The anthropocene is a hot topic, it suggests that human disturbance on planetary systems has caused us to enter a new environmental or geological epoch. Authors such as Bill Ruddimann suggest that human interference particularly on methane and CO2 levels stretches back 8000 years, far beyond the current school of thought that dramatic changes only occurred with the advent of fossil fuel. Issues lie in the dating of the anthropocene, and whether as with previous Geological Eras it requires a ‘Golden Spike’ in the stratigraphic record. Some argue that this should be 1945-1964 with the atomic bomb (Marshall et al 2007), the rising of CO2 beyond background levels associated with the Industrial Revolution in 1850 (Steffon et al 2007), or further back dependent on the expansion of domestication, agriculture and forest clearing (Ruddimann 2013)
With so many questions surrounding the idea of the anthropocene, a working group has evolved to solve some, little attention is paid to the consequences of conclusions. In terms of the climate change 'debate' two issues emerge. One of the biggest hindrances to global decarbonisation is historical emissions, suggesting those countries, such as the UK that developed earlier, should decarbonize further and pay more for others to do so. The primary barrier to effective talks in Kyoto was the refusal of developing nations to pay for the historical emissions of developed countries thus denying themselves similar opportunities. Article 3 of the UNFCC states that disparate historical emissions call for differentiated responsibilities in climate protection (UN 1992). Numerous authors have argued that this is the fairest way to divvy up mitigation costs (e.g. Neumayer 2000, Gosseries 2006). It became known as the ‘Brazilian Proposal’ as Brazil argued the inequality in Kyoto. Neumayer concludes that these issues are not static, and indeed by delving further into historical emissions, from early land clearance, this throws an idea debated since the early 90s into chaos. If, as Ruddiman (Submitted) says, there is deviation from our closest interglacial analogue (S19) at 245ppm some 7-6 thousand years ago who lays claim to these emissions? No states where formed, many societies were still semi-nomadic and went on to spawn cultures in other lands. A successful dating of the Anthropocene could throw a further spanner into a debate that is already a plumber’s convention. Giving developed nations a considerable rebuttal to the idea that they should pay more.

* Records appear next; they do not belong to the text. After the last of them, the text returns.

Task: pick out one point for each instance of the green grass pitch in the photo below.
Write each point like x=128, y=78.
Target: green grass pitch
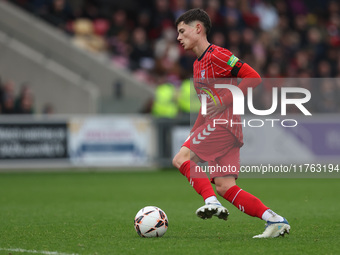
x=93, y=213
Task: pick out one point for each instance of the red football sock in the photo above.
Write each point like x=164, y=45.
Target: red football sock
x=245, y=201
x=199, y=180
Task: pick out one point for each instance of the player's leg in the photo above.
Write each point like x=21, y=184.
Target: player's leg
x=186, y=161
x=246, y=202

The second consequence is the weight it could give to pessimistic arguments. If indeed you claim that human civilisation is unable to live in symbiosis with nature at all, what incentive is there to pay now to reduce emissions? Even if you reduce modern society to the Stone Age we would still have drastic consequences on the way the world works. This would cause even further delay in policy action by adding another perspective to an already infinite debate.
Whilst as student I find the idea of the anthropocene fascinating more attention needs to be paid to the potential consequences of definitions, and thinking not solely from a scientific perspective. Science exists to provide technical understanding of processes and should not be prescriptive to policy (Morecroft et al 2014), but scientists must always be of the wide-range of impacts their work can have outside the academic realm.